Ketoconazole significantly increases prednisone blood levels by inhibiting its metabolism, potentially leading to enhanced corticosteroid effects and increased risk of side effects. This interaction requires careful monitoring and possible dose adjustments when these medications are used together.

Introduction

Prednisone is a synthetic corticosteroid medication commonly prescribed to treat inflammatory conditions, autoimmune disorders, and allergic reactions. It works by suppressing the immune system and reducing inflammation throughout the body. Ketoconazole is an antifungal medication belonging to the azole class, primarily used to treat serious fungal infections. It works by inhibiting fungal cell membrane synthesis and is also known for its ability to inhibit certain liver enzymes involved in drug metabolism.

Mechanism of Interaction

The interaction between prednisone and ketoconazole occurs through inhibition of the cytochrome P450 3A4 (CYP3A4) enzyme system. Ketoconazole is a potent CYP3A4 inhibitor, which significantly reduces the metabolism of prednisone and its active metabolite prednisolone. This inhibition leads to increased plasma concentrations of corticosteroids, prolonged half-life, and enhanced pharmacological effects. The interaction can result in up to a 4-fold increase in corticosteroid exposure, making patients more susceptible to both therapeutic and adverse effects of prednisone.

Risks and Symptoms

The primary clinical risks of this interaction include increased susceptibility to corticosteroid-related adverse effects such as immunosuppression, increased infection risk, hyperglycemia, hypertension, fluid retention, mood changes, and adrenal suppression. Patients may experience enhanced anti-inflammatory effects but also face a higher likelihood of developing Cushing's syndrome-like symptoms, osteoporosis, muscle weakness, and delayed wound healing. The interaction is considered clinically significant and may require immediate medical attention if signs of corticosteroid toxicity develop.

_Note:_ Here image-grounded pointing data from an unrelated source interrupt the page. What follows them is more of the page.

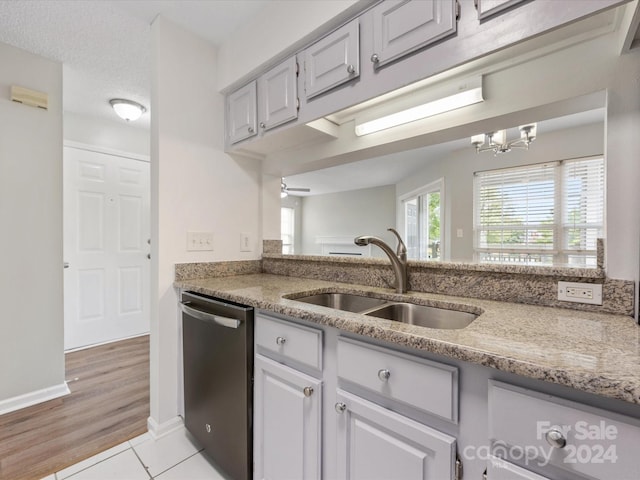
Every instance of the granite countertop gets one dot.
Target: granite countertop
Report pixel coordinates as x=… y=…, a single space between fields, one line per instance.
x=593 y=352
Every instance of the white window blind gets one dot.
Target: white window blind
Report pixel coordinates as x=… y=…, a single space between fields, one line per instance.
x=547 y=214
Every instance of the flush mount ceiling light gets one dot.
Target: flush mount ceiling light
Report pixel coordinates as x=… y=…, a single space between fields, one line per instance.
x=127 y=109
x=284 y=190
x=498 y=140
x=443 y=98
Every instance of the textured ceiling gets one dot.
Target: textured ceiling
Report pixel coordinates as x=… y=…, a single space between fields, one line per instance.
x=105 y=45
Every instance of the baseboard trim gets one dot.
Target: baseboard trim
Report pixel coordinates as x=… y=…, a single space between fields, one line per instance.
x=32 y=398
x=158 y=430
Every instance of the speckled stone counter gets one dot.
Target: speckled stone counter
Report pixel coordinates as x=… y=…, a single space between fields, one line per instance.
x=597 y=353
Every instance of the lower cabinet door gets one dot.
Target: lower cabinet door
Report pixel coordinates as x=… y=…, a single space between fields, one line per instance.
x=287 y=428
x=376 y=443
x=498 y=469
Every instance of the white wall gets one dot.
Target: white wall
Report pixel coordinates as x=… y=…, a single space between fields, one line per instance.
x=114 y=135
x=458 y=168
x=369 y=211
x=195 y=186
x=281 y=26
x=31 y=274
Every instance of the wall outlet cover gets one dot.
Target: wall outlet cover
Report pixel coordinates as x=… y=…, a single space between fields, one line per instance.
x=578 y=292
x=199 y=241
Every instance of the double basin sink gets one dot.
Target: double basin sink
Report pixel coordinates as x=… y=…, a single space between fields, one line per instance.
x=405 y=312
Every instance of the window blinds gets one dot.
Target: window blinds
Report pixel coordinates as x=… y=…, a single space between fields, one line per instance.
x=549 y=213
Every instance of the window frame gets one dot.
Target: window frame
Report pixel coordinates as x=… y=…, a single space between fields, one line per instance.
x=418 y=194
x=560 y=252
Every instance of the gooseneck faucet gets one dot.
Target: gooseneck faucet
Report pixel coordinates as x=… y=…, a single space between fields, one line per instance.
x=398 y=258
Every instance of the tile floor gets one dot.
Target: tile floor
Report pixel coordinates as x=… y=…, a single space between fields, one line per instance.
x=175 y=456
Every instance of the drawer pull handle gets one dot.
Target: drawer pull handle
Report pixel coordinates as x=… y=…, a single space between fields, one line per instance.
x=555 y=438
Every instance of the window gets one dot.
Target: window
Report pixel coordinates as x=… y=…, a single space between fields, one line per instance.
x=546 y=214
x=422 y=222
x=287 y=229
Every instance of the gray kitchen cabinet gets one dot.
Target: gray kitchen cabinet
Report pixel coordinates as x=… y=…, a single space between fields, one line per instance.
x=561 y=438
x=333 y=60
x=287 y=416
x=401 y=27
x=374 y=442
x=278 y=95
x=287 y=401
x=242 y=113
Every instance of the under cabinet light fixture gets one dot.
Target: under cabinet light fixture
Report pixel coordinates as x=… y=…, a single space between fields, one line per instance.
x=127 y=109
x=447 y=97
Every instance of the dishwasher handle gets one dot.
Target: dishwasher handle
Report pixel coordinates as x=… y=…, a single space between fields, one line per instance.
x=209 y=317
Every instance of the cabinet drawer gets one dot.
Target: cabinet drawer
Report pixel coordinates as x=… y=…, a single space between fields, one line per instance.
x=428 y=386
x=288 y=341
x=597 y=443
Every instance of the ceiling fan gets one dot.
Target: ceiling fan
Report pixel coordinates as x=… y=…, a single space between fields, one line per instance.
x=284 y=190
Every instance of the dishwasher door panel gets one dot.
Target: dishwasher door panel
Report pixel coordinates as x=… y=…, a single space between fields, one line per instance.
x=218 y=372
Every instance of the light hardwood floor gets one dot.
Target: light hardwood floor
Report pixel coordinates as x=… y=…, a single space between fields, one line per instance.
x=108 y=404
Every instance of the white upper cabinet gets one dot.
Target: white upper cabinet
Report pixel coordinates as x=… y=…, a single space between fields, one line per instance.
x=278 y=95
x=333 y=60
x=404 y=26
x=241 y=113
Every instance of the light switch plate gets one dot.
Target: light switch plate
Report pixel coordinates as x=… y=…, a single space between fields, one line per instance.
x=199 y=241
x=580 y=292
x=245 y=242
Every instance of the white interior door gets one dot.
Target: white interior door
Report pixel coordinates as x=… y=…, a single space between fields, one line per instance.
x=106 y=232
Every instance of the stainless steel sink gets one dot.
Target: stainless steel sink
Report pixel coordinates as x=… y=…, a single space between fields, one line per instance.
x=410 y=313
x=343 y=301
x=422 y=315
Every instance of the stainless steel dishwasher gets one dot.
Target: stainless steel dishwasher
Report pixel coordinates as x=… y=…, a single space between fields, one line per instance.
x=217 y=342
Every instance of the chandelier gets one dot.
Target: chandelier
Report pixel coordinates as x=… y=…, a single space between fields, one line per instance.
x=498 y=143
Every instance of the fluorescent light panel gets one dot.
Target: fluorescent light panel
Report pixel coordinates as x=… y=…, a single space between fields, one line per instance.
x=473 y=94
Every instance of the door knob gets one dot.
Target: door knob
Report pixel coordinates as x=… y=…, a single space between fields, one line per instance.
x=555 y=438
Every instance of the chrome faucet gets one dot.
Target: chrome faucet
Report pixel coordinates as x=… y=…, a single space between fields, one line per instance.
x=398 y=258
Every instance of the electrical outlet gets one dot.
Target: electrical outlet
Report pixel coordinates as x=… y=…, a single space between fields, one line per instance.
x=580 y=292
x=199 y=241
x=245 y=242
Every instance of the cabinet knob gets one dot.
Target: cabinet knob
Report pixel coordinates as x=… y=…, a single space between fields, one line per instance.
x=555 y=438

Management and Precautions

When concurrent use is necessary, prednisone doses should be reduced by 50-75% and patients should be closely monitored for signs of corticosteroid excess. Regular monitoring should include blood glucose levels, blood pressure, electrolytes, and assessment for signs of infection or mood changes. Healthcare providers should consider alternative antifungal agents with less CYP3A4 inhibition potential when possible. If ketoconazole must be used, the lowest effective dose should be employed for the shortest duration necessary. Patients should be educated about potential symptoms of corticosteroid toxicity and advised to report any concerning symptoms immediately.

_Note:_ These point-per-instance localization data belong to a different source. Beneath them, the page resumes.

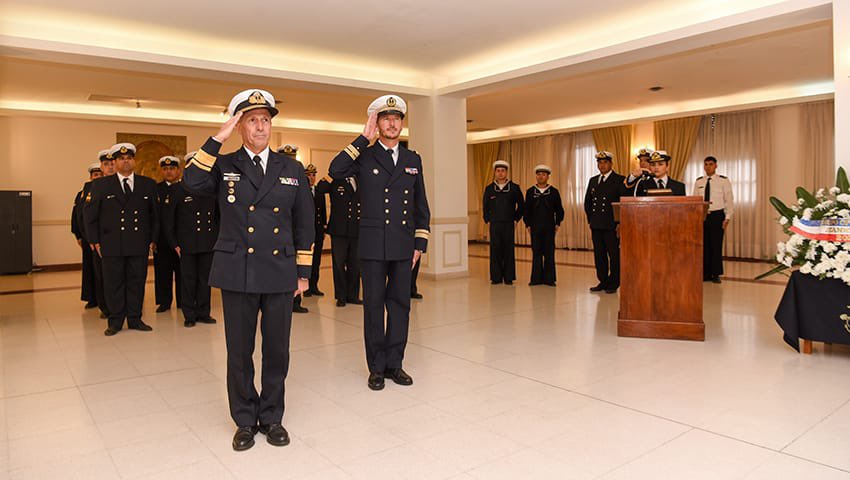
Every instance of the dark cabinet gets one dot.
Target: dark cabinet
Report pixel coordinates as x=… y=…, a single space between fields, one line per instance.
x=15 y=231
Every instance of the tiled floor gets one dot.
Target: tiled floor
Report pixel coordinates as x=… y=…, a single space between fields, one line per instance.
x=510 y=382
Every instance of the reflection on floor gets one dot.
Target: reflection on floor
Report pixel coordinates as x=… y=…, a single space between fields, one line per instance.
x=510 y=382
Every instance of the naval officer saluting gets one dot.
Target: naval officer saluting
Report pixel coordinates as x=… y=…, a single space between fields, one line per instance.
x=262 y=257
x=394 y=233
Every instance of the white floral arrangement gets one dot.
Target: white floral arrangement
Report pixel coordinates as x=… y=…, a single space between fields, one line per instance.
x=818 y=226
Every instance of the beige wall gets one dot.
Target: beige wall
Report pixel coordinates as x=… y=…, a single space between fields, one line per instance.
x=49 y=156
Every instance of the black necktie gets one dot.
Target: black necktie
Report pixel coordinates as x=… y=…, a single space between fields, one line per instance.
x=258 y=167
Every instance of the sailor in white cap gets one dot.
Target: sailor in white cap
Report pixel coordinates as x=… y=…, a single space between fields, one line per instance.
x=262 y=258
x=122 y=222
x=602 y=190
x=543 y=216
x=89 y=283
x=166 y=263
x=394 y=232
x=503 y=207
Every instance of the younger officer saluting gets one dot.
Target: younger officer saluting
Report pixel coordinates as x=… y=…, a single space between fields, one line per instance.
x=601 y=191
x=190 y=229
x=262 y=257
x=503 y=206
x=166 y=263
x=89 y=284
x=122 y=222
x=394 y=233
x=543 y=216
x=717 y=191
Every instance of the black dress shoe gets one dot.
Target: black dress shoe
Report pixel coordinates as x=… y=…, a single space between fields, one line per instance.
x=140 y=326
x=376 y=381
x=243 y=439
x=398 y=376
x=275 y=434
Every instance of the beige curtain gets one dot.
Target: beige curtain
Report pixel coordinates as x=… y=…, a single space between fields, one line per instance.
x=483 y=156
x=617 y=140
x=817 y=144
x=742 y=142
x=677 y=137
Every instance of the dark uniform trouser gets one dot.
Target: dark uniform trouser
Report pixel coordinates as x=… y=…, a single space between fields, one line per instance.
x=712 y=239
x=502 y=262
x=386 y=285
x=317 y=260
x=543 y=258
x=89 y=285
x=247 y=407
x=195 y=272
x=346 y=268
x=99 y=293
x=166 y=271
x=124 y=285
x=606 y=257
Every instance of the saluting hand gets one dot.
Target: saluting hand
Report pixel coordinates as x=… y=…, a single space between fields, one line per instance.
x=370 y=131
x=227 y=129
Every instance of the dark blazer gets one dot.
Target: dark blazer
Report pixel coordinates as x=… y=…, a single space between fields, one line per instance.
x=189 y=221
x=677 y=187
x=395 y=216
x=543 y=210
x=503 y=205
x=321 y=189
x=598 y=199
x=345 y=209
x=265 y=242
x=122 y=225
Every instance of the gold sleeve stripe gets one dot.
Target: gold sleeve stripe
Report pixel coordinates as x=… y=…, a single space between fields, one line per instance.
x=200 y=165
x=352 y=152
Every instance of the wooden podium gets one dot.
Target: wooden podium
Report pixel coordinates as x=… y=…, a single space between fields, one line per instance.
x=661 y=267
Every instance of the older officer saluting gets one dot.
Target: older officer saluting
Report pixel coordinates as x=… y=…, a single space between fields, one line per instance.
x=262 y=257
x=394 y=232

Prednisone interactions with food and lifestyle

Prednisone should be taken with food or milk to reduce stomach irritation and gastrointestinal upset. Alcohol consumption should be limited or avoided while taking prednisone, as both can increase the risk of stomach ulcers and gastrointestinal bleeding. Patients should also limit sodium intake and increase calcium and vitamin D consumption, as prednisone can cause sodium retention and bone loss. Grapefruit and grapefruit juice should be avoided as they may increase prednisone levels in the blood. Live vaccines should be avoided during prednisone treatment due to immunosuppression.

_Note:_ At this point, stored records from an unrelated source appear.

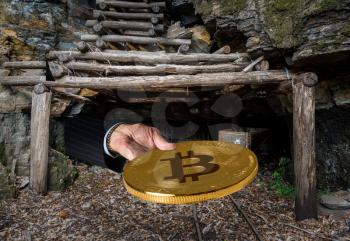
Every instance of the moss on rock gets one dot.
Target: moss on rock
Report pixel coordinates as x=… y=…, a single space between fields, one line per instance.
x=7 y=186
x=346 y=29
x=61 y=171
x=280 y=17
x=215 y=7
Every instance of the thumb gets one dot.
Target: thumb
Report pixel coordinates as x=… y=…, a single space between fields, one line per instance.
x=161 y=143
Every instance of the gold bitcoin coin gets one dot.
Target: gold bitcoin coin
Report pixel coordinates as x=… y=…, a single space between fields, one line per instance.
x=195 y=171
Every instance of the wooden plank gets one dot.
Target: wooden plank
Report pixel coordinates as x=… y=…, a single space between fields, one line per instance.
x=126 y=4
x=133 y=25
x=25 y=65
x=135 y=57
x=223 y=50
x=154 y=82
x=121 y=15
x=155 y=70
x=39 y=146
x=304 y=147
x=135 y=39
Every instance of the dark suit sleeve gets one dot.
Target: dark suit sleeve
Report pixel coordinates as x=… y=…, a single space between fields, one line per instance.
x=84 y=142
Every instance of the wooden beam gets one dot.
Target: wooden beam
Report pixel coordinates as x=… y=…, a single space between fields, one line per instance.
x=25 y=65
x=135 y=39
x=155 y=70
x=223 y=50
x=39 y=147
x=129 y=4
x=150 y=32
x=56 y=70
x=304 y=146
x=149 y=58
x=130 y=16
x=153 y=82
x=133 y=25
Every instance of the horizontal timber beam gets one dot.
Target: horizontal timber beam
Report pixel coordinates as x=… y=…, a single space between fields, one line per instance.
x=120 y=15
x=151 y=82
x=134 y=25
x=155 y=70
x=126 y=4
x=134 y=57
x=135 y=39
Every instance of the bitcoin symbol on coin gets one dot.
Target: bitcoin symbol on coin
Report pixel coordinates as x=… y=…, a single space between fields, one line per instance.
x=177 y=166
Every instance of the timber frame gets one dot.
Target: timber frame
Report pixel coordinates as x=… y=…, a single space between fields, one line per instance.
x=303 y=85
x=140 y=25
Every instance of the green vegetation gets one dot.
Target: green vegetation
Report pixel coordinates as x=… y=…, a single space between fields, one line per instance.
x=284 y=5
x=318 y=6
x=214 y=7
x=3 y=158
x=280 y=17
x=282 y=188
x=346 y=29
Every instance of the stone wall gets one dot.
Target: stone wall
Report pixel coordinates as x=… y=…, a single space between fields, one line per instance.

Ketoconazole interactions with food and lifestyle

Ketoconazole requires an acidic environment for optimal absorption. Take ketoconazole with food or an acidic beverage to enhance absorption. Avoid taking ketoconazole with antacids, H2 blockers, or proton pump inhibitors as these medications reduce stomach acid and significantly decrease ketoconazole absorption. If antacids must be used, take them at least 2 hours after ketoconazole. Alcohol should be avoided during ketoconazole treatment as both ketoconazole and alcohol can cause liver toxicity, and concurrent use may increase the risk of hepatotoxicity. Grapefruit juice may increase ketoconazole blood levels and should be avoided to prevent increased risk of side effects.